好吧，来自C的我总是忘记列表范围... @aix的解决方案比我的C ish循环更优雅，更高效，请使用它代替我的Cish循环。

相关讨论

我遇到了这个问题，不得不为分散的NaN找到一个定制的解决方案。下面的函数将任何NaN替换为右边的第一个数字，如果不存在，则将其替换为左边的第一个数字。可以进行进一步的处理，以将其替换为边界出现的平均值。

1
2
3
4
5
6
7
8
9
10
11
12
13

import numpy as np

Data = np.array([np.nan,1.3,np.nan,1.4,np.nan,np.nan])

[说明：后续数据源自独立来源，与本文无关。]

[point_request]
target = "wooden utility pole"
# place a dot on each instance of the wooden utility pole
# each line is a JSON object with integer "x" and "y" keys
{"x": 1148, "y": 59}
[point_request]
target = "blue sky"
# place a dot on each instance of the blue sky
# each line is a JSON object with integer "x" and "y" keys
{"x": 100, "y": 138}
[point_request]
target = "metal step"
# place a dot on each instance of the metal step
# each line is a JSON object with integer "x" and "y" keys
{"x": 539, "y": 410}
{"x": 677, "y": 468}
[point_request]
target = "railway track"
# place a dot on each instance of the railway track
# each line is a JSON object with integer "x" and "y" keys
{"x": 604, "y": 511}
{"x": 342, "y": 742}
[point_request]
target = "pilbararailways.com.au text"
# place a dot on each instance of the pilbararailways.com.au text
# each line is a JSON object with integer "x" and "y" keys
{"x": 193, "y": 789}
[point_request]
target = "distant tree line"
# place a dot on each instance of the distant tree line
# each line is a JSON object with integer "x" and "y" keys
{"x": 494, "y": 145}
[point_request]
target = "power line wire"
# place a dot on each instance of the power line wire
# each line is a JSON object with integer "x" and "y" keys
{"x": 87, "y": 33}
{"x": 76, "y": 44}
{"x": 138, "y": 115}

nansIndx = np.where(np.isnan(Data))[0]
isanIndx = np.where(~np.isnan(Data))[0]
for nan in nansIndx:
replacementCandidates = np.where(isanIndx>nan)[0]
if replacementCandidates.size != 0:
replacement = Data[isanIndx[replacementCandidates[0]]]
else:
replacement = Data[isanIndx[np.where(isanIndx<nan)[0][-1]]]
Data[nan] = replacement

结果是：

1 2	>>> Data array([ 1.3, 1.3, 1.4, 1.4, 1.4, 1.4])

相关讨论

递归解决方案！

1
2
3
4
5
6
7
8
9
10
11
12
13
14
15

def replace_leading_NaN(a, offset=0):
if a[offset].isNaN():
new_value = replace_leading_NaN(a, offset + 1)
a[offset] = new_value
return new_value
else:
return a[offset]

def replace_trailing_NaN(a, offset=-1):
if a[offset].isNaN():
new_value = replace_trailing_NaN(a, offset - 1)
a[offset] = new_value
return new_value
else:
return a[offset]

相关讨论

这是使用简单python迭代器的解决方案。实际上，它们在这里比numpy.where更有效，尤其是对于大型数组！请参见此处类似代码的比较。

1
2
3
4
5
6
7
8
9
10
11
12
13
14
15
16
17
18
19
20
21
22
23
24

import numpy as np

a = np.array([np.NAN, np.NAN, np.NAN, 1.44955726, 1.44628034, 1.44409573, 1.4408188, 1.43657094, 1.43171624, 1.42649744, 1.42200684, 1.42117704, 1.42040255, 1.41922908, np.NAN, np.NAN, np.NAN, np.NAN, np.NAN, np.NAN])

mask = np.isfinite(a)

# get first value in list
for i in range(len(mask)):
if mask[i]:
first = i
break

# get last vaue in list
for i in range(len(mask)-1, -1, -1):
if mask[i]:
last = i
break

# fill NaN with near known value on the edges
a = np.copy(a)
a[:first] = a[first]
a[last + 1:] = a[last]

print(a)

输出：

1
2
3
4

[1.44955726 1.44955726 1.44955726 1.44955726 1.44628034 1.44409573
1.4408188 1.43657094 1.43171624 1.42649744 1.42200684 1.42117704
1.42040255 1.41922908 1.41922908 1.41922908 1.41922908 1.41922908
1.41922908 1.41922908]

它仅替换此处要求的第一个和最后一个NaN。

我有这样的东西

1 2	i = [i for i in range(len(a)) if not np.isnan(a[i])] a = [a[i[0]] if x < i[0] else (a[i[-1]] if x > i[-1] else a[x]) for x in range(len(a))]

这有点笨拙，因为如果将它们分成两行，并且其中之一是嵌套的内联。